Dawn in Stadium Village
September 20th, 2006
By Archived Story
Here I am, lukewarm coffee sprinkled with a meager ration of cigarettes in the luminous hour before the sun burns the air and gives rise to that wholly industrial mood of the day. The ka-chunk and the whirring of engines as they pass by on the road.
Dazed glances, frantic-paced people waiting for Arby’s or Quiznos, some semi-coherent homeless man stumbles by from one place to another, heat shimmers off the sidewalk, people wait for the bus in front of Burger King, and garbage flutters down the street.
There’s no romance to daily life in the city: it’s too selfconscious, too purposeful.

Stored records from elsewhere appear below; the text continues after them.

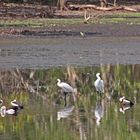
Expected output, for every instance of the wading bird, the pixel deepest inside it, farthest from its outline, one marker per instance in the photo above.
(99, 84)
(125, 102)
(66, 88)
(15, 105)
(1, 102)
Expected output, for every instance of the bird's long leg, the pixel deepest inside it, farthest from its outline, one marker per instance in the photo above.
(65, 94)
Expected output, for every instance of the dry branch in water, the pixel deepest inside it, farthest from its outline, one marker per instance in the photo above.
(88, 6)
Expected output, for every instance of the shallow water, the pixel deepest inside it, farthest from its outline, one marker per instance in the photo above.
(45, 52)
(91, 117)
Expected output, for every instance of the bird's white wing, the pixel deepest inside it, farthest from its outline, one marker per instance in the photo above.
(101, 86)
(10, 111)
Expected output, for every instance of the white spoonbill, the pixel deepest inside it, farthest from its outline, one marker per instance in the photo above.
(1, 102)
(66, 88)
(99, 84)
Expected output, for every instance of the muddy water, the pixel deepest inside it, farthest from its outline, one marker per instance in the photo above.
(35, 52)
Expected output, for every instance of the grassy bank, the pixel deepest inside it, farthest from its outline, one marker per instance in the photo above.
(128, 18)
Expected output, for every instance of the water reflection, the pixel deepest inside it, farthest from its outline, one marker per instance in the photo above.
(124, 108)
(39, 113)
(65, 112)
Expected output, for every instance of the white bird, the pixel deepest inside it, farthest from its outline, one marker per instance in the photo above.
(125, 101)
(99, 84)
(9, 111)
(16, 105)
(66, 88)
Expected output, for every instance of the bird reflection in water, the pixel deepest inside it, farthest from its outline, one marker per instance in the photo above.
(65, 112)
(125, 104)
(13, 110)
(99, 111)
(124, 108)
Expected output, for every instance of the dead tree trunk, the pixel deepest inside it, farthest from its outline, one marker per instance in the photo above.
(103, 3)
(61, 4)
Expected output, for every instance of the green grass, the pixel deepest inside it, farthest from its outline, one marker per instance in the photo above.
(128, 18)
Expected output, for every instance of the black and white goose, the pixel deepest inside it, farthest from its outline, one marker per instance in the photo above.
(125, 102)
(15, 105)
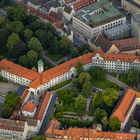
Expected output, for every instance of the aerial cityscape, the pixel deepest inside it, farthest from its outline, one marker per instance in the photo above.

Right now, none of that exists. It’s quiet here, and the coffee still has that hint of warmth that makes it drinkable. Cold coffee is like death, it vaguely resembles what it was, but there’s nothing pleasurable about it.
Strangely, I’m reminded of Jackie Kennedy in her postassassination years, quietly letting the oceans of Vodka wash over her broken memories.
I wonder, someone of her breeding, what would have been her brand of choice? Was she disposed to any brand loyalties, or did she just desperately guzzle whatever was within her arm’s reach? Did she have anyone send for the firewater, or did she go there herself? Did she bring the bottle up to the register, hiding behind her trademark over-sized sunglasses?
I almost picture her in that pink dress that she wore on the day that is so firmly etched in our minds, Zapruder, sitting alone at some nondescript linoleum table, her puffy eyes focused downward. The open bottle would stand there; the foil would have been peeled away desperately. Uncorked, contents half-gone.
Imagine it, an abusive, alcoholic and philandering father. Husband hooked on methamphetamine and a philanderer himself. Husband shot and killed next to her, blood everywhere. An expectant public that could not stop molesting the deepest recesses of her life. Yet, that stoicism: gritting her teeth in some elegant smile, and drowning the screams down in the hazy depths of drink. For all, nothing but a mirror was she. Tabula Rasa.
Here, the iridescent blue of the predawn light is a moment in this morning that will soon pass; the birds are starting to chirp. For those who are left living to ponder the better part of what could have been is the only hope they’ll ever know. For those that died, perhaps they’ve found some peace. Jackie’s vodka bottle may, yet, still sit on some eternal table, where she contemplates her woozy loneliness.
Already the light has grown more than I like, and the sky has taken on that gray color of morning.